Relevansi UN di Era Sekarang
Pertanyaan lebih lanjut adalah masihkah Ujian Nasional (UN) relevan di masa sekarang? Situasi dan kondisi serta tantangan jaman sudah banyak berubah. Sejak menteri pendidikan yang baru mewacanakan kembali memberlakukan UN langsung mengundang reaksi pro kontra di tengah masyarakat. Beberapa pihak menilai kebijakan menghidupkan kembali UN adalah sebuah langkah mundur. Dan mengkritik jika menteri pendidikan sekarang memiliki pola pikir lama yang sudah usang. Beda dengan menteri pendidikan sebelumnya yang dianggap lebih visioner dengan kebijakan penghapusan UN.

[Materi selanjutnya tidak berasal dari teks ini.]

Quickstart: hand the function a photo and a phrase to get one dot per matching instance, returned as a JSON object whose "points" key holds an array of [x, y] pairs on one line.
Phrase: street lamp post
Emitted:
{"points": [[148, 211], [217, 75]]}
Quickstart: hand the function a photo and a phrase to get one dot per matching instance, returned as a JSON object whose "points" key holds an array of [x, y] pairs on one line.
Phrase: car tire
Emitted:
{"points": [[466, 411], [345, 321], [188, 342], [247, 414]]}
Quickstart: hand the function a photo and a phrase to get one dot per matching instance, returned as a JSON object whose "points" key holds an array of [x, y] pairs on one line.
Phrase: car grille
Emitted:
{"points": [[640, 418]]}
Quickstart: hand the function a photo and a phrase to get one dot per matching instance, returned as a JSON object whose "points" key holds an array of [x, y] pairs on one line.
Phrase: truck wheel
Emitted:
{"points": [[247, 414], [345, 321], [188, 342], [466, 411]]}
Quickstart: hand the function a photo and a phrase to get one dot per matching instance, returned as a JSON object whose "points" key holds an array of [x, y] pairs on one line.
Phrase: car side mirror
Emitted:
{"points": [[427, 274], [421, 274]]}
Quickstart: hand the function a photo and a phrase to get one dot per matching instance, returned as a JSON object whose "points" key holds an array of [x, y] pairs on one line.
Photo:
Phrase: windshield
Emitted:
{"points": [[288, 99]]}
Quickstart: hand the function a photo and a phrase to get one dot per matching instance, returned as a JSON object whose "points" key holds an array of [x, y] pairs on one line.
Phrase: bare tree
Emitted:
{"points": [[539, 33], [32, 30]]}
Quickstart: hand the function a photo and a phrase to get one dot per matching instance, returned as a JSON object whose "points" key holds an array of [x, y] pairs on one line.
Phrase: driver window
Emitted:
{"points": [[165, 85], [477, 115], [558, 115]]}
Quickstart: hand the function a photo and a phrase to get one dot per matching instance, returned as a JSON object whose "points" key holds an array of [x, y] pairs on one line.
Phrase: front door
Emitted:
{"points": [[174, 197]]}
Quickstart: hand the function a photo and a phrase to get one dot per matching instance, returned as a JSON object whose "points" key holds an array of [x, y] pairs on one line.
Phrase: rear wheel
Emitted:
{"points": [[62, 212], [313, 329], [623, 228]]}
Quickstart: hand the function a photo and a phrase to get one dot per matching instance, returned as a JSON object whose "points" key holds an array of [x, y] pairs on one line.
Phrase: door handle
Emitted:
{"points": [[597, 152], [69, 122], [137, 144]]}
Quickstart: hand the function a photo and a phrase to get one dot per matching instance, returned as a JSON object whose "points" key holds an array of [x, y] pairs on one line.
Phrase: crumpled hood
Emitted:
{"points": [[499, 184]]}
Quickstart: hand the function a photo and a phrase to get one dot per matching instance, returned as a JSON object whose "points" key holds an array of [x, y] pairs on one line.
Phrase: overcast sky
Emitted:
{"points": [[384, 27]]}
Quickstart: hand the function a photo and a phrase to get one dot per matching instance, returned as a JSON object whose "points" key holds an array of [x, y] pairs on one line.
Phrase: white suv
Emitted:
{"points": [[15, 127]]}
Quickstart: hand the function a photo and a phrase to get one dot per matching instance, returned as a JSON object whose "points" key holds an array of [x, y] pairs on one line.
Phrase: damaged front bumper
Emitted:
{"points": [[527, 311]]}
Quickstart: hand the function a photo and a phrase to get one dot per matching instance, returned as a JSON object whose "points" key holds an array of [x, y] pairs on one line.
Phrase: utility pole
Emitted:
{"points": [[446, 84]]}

Saya pribadi secara prinsip tidak setuju jika UN yang akan diberlakukan kembali pola dan teknisnya masih sama dengan UN semasa saya sekolah dulu : sebagai penentu kelulusan. Karena hal ini akan mengundang banyak kecurangan di lapangan. Kembali teringat semasa SMA dulu saat UN berlangsung pengawas ujian saat itu adalah guru dari SMA lain. Ia duduk di depan dan asyik ikut mengerjakan soal ujian bersama kami para siswa. Selama mengerjakan soal ia asyik mengetik handphone sambil sesekali tersenyum. Tampak ia sibuk sekali mengerjakan soal sembari mengetik di HP. Entah apa yang ia ketik. Saya melihat dan dalam hati berprasangka jika ia sedang mengirim jawaban untuk para siswanya sendiri di sekolah.
Artinya bahwa indikasi kecurangan dan penyimpangan semacam ini bukanlah isapan jempol belaka. Sudah menjadi rahasia umum bahwa kebocoran soal dan kunci jawaban marak terjadi pada masa diberlakukannya UN dulu. Belum lagi bentuk kecurangan atau masalah lain.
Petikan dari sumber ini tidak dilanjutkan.